丘の上の、妖精の森はかなり大きな森で、人が立ち入ったことのないところもたくさんあります。
「行ってみようよ、綾ちゃん!」
シイナが言いました。
三人は、妖精の森に向かって登り坂を歩いて行きます。
綾に手を引かれて、イヨはおとなしくついてきます。
綾とシイナは、イヨの歩く速さに合わせてゆっくりと坂道を歩きます。
妖精の森の入口に着きました。
うっそうと繁る大木や下草で、昼なのに薄暗く、奥はよく見えません。
「イヨちゃん、自分のお家がどっちかわかる?」
綾がイヨに聞きました。
イヨは首を横に振りました。
「わからないか。 どうしようかしら」
綾が言いました。
「よし、魔法を使って探してみよう! 私にまかせて、綾ちゃん!」
シイナが言いました。
シイナが、ポケットから白い鳥の羽根を一枚、取り出します。
シイナは、イヨの頭の上に羽根を乗せると、
「この子のお家を教えて!」
と魔法の言葉を唱えました。
すると、白い羽根がふわりと浮き上がりました。
羽根はひらひらと空中をさまよって、森の中へ入って行きました。
「あっちだよ! ついて行こう!」
シイナが言いました。
三人は、下草をかきわけて森の中へ足を踏み入れました。
羽根は、どんどん奥へ進んで行きます。
けもの道を進んだかと思うと、大きな木の根っ子を乗り越え、邪魔な木の枝をよけながら、三人は深い森の中を歩いて行きます。
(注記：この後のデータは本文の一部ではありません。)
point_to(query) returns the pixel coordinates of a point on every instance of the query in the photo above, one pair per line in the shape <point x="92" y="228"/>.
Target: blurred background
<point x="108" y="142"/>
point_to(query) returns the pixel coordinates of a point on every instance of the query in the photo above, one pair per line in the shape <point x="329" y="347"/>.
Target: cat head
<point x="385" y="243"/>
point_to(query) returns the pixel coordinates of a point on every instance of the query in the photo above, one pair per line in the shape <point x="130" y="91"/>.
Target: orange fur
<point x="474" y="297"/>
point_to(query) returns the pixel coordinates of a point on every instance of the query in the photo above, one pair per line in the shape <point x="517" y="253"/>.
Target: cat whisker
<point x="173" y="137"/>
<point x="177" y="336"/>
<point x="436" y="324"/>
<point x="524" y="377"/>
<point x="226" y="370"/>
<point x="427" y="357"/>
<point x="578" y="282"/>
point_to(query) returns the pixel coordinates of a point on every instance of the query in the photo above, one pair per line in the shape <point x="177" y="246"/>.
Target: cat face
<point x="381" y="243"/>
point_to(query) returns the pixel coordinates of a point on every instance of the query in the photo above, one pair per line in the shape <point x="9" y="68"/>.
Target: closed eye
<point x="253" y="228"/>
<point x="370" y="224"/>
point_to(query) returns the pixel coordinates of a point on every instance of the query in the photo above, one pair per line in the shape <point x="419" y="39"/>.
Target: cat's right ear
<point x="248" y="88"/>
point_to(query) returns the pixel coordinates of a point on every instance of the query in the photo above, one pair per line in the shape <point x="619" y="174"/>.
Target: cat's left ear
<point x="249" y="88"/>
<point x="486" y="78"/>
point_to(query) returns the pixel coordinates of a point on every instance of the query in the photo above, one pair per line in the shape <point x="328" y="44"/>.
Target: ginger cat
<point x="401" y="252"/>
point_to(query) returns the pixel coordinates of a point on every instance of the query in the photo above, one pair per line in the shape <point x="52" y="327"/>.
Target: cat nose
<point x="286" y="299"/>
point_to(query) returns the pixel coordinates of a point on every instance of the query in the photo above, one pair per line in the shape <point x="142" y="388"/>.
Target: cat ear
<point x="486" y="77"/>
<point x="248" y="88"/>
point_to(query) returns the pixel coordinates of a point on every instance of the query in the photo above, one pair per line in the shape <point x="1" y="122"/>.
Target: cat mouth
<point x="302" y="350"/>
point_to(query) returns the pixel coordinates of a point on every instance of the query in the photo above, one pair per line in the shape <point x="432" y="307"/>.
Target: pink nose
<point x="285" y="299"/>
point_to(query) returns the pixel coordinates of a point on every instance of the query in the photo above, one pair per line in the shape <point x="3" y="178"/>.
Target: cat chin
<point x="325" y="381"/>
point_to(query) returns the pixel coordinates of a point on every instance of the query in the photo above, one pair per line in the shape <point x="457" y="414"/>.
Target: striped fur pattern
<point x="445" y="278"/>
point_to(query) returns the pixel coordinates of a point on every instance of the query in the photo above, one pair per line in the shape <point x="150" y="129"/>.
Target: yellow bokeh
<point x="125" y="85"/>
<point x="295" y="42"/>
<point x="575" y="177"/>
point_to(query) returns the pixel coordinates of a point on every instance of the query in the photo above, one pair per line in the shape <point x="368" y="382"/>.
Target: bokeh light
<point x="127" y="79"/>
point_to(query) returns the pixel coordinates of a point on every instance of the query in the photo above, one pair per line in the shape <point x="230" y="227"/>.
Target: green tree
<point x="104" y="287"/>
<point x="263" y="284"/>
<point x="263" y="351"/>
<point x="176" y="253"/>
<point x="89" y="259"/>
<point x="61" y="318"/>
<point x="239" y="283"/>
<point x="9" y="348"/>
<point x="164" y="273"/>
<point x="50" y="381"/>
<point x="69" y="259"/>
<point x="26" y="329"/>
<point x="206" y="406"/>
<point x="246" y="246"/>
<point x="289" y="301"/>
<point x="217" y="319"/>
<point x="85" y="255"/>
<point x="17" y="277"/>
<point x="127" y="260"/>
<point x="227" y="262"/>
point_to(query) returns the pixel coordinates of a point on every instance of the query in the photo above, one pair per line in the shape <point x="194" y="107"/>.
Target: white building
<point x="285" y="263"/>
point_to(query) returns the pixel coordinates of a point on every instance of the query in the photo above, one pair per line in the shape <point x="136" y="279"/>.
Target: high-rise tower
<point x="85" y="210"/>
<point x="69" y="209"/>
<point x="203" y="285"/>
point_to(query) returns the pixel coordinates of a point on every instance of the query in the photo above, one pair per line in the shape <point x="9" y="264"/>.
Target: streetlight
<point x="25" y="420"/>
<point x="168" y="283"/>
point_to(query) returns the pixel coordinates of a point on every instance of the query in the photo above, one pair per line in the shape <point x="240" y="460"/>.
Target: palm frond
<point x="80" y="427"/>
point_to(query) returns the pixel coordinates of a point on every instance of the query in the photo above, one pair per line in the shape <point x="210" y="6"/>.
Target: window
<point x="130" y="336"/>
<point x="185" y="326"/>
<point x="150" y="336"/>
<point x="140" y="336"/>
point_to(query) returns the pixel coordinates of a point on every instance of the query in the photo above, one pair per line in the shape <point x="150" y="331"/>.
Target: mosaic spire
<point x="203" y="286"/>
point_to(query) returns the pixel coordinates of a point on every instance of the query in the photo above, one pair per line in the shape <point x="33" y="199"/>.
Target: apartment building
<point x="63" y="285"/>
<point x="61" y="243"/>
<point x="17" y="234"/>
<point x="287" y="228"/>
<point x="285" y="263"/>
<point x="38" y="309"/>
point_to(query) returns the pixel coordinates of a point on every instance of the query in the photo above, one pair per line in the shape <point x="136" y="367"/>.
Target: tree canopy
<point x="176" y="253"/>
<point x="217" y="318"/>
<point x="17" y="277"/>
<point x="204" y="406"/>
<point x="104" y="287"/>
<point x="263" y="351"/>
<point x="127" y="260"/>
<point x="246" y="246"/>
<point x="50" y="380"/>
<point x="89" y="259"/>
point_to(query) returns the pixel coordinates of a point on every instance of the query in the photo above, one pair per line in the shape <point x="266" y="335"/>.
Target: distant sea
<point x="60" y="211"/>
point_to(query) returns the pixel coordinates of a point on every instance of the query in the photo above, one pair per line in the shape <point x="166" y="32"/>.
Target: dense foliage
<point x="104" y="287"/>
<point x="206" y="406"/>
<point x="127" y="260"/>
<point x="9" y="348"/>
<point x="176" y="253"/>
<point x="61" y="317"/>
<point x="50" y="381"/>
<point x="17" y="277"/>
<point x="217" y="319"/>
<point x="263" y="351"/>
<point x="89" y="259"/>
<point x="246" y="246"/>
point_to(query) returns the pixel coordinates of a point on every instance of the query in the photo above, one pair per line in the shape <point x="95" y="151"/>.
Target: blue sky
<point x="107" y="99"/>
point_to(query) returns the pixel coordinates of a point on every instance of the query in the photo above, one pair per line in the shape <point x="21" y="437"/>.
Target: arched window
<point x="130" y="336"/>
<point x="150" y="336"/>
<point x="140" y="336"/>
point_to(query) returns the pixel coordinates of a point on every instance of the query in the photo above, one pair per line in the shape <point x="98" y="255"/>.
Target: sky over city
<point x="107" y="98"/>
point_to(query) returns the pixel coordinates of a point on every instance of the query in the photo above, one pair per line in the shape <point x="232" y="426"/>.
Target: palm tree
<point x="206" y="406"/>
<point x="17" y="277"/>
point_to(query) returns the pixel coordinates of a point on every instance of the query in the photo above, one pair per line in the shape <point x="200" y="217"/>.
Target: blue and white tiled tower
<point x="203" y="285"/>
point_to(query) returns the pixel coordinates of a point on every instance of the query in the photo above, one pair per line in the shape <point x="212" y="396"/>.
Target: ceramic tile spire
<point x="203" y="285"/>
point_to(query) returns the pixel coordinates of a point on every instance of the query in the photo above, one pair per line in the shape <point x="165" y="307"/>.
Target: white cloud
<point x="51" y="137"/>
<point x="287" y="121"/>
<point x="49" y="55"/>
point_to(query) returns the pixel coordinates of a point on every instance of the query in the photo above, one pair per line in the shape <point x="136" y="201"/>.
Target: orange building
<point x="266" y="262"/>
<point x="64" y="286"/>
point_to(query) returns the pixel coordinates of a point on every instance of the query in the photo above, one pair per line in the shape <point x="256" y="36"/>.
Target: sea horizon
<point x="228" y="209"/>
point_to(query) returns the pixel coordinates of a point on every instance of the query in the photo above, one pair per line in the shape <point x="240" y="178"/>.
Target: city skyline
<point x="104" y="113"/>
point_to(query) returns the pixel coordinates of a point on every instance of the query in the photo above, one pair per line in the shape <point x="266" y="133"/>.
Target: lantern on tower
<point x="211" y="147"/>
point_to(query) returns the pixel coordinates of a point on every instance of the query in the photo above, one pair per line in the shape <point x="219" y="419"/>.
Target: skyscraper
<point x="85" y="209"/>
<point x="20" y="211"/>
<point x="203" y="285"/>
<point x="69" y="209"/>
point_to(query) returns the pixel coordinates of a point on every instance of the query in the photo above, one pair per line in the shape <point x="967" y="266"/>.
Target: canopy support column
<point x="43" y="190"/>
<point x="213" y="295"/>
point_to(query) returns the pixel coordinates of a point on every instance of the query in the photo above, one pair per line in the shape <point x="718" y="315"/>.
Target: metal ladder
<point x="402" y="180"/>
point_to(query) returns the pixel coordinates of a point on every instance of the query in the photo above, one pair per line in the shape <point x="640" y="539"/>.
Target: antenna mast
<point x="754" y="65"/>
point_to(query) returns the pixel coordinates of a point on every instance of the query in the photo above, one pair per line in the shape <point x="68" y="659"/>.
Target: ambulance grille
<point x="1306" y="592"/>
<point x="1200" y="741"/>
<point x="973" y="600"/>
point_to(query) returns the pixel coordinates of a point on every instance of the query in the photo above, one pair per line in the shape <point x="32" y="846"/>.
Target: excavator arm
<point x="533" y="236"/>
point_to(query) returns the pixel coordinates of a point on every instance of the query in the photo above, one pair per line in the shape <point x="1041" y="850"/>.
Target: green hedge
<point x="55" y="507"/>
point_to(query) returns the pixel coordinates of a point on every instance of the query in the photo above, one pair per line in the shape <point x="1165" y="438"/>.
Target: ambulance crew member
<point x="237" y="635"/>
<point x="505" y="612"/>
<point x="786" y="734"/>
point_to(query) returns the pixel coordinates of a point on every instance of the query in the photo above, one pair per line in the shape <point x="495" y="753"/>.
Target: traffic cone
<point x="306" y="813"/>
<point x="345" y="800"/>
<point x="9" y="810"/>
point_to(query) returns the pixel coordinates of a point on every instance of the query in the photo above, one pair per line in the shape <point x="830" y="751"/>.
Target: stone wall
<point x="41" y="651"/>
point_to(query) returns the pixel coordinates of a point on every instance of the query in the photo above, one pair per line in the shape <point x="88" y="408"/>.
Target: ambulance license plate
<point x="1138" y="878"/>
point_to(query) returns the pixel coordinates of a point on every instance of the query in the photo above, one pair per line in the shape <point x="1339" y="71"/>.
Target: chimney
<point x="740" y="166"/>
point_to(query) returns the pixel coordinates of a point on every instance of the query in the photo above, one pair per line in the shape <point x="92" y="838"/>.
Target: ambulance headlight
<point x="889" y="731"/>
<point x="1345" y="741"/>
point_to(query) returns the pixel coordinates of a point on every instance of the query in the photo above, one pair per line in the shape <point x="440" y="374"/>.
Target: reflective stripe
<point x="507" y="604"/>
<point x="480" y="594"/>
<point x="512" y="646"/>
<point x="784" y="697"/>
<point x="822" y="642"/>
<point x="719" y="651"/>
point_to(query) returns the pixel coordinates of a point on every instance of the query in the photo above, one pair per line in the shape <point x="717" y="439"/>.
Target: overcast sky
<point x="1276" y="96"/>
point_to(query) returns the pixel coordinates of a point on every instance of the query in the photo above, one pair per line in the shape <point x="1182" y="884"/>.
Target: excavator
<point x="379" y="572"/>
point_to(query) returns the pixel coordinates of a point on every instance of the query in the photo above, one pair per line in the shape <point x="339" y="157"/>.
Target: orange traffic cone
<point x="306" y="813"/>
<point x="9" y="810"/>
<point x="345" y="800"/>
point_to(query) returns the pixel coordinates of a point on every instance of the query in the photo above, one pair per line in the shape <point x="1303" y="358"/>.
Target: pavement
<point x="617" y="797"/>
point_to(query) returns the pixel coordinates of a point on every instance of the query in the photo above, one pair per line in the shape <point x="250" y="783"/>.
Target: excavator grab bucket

「だいぶ奥へ来たわね、私たちが迷子になっちゃいそうだわ」
綾が言いました。
「まだ着かないのかなあ」
シイナが言いました。
そのとき、イヨが声を上げました。
「お家!」
そう言って、イヨは駆け出しました。
「あっ、イヨちゃん、待って」
綾が呼びかけますが、イヨは森の中をすいすいと走って行きます。
「ひゃあ、なんであんなに速く走れるんだろ」
シイナが感心したように言いました。
シイナと綾は根っ子と下草をかきわけ、木の枝をよけながらイヨを追いかけますが、とても追いつけません。
シイナと綾は、なんとかイヨを見失わないように、必死でついて行きます。
イヨの後を追いかける二人は、大きく張り出してアーチのようになった木の根っ子をくぐり抜けました。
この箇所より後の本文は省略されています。